I still have an incandescent bulb here since we moved in fourteen years ago. Meanwhile some of the fluorescents lasted less than a year. Consider the energy used to manufacture them and ask which is more ecological? Big Picture Thinking does not enter the equation.
You have Aldi?
I feel cheated.
We have Aldi,
you have … armerican stuff, Costco or whatever.
At least your Aldi don’t have tasty frikadellen, ham slices, sliced cheddar and orange juice with bits in.
Surely?
Frikadellen? Yes, there are Aldi stores here.
I’m sorry to keep posting off topic comments but you have ten years of material here and I see you’ve already journeyed down the road I’m just now discovering.

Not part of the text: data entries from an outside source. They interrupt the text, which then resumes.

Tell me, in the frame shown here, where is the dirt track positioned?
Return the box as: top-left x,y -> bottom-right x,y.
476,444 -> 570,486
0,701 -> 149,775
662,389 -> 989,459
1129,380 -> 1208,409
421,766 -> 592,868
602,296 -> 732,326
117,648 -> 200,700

I recently came across Richard Nikoley’s theory of excess iron leading to disease and Duck Dodgers’ post on ancient wheat. Your rebuttal popped up at the end. I also discovered Paul Jaminet through your blog. (They all seemed to have slowed down blogging but you keep going. Diet perhaps, lol?) Do you still feel the same about wheat or have your views changed at all? What do you think of the excess iron theory? And if I were to comment on one of your ten year old posts, so as to not be off topic, do you still see them and occasionally reply? And a little flattery— I love that you respond to nearly every comment and keep it clean with a sense of humor. I have children and I appreciate being able to let them read your blog. Richard has lots of thought provoking material but he’d lose a significant portion of his vocabulary if he couldn’t use profanities.
I still think modern wheat is garbage that triggers leaky gut in many people, with all the downstream consequences. I don’t think the research on excess iron is conclusive either way. Yes, I see comments on old posts.
I am binge watching Dennis The Menace and Father Knows Best on Hulu. Every meal depicted shows some form of meat, veg, fruit, bread and dessert. I know casting is a subjective thing as looks are important but even the actor’s portraying “Fat” people back then ( and they were called “fat”, “chubby”, “tubby” — all PC inappropriate today) weren’t fat by today’s standards.
I’d really like to know what the ingredients list would have been for bread back then. I am guessing these shows aired before putting ingredients on the label was mandatory.
Jackie Gleason was called “The Fat Man.” Take a look at pictures of him. You’d barely notice a guy that size walking down the street today.
Yep. And Tim Conway was routinely called “fatso” on “McHale’s Navy”, and I’ve seen John Banner (Sgt. Schultz) on other TV programs and it appears that on “Hogan’s Heroes” they had to pad him to make him look fatter than he actually was.
I happened to be watching an episode of Father Knows Best last night where Bud makes the football team and his coach lays down his training program, which included “No sugar. Plenty of meat, eggs, dairy.” That was it.
I should record that scene and upload it.
Great, thank you.
Modern wheat products are demonstrably poisonous,
although absolutely necessary for dog’s own food : the bacon sarnie.
Once weaned off wheat I can feel the effects whenever I eat it : my theory is simply trace levels of neurotixins survive through the whole processing & baking process.
I completely cured “restless legs” and other things by cutting out wheat, and I reckon a lot of those problems are neurological poisoning.
(Will never become mainstream : way too legislative, lets keep on saying “gluten intolerance”)
And they’re ordering schools to serve the stuff.
Wheat contains zonulin which loosens the lining of the intestines. So if you want to avoid feces in your blood stream, nix the wheat.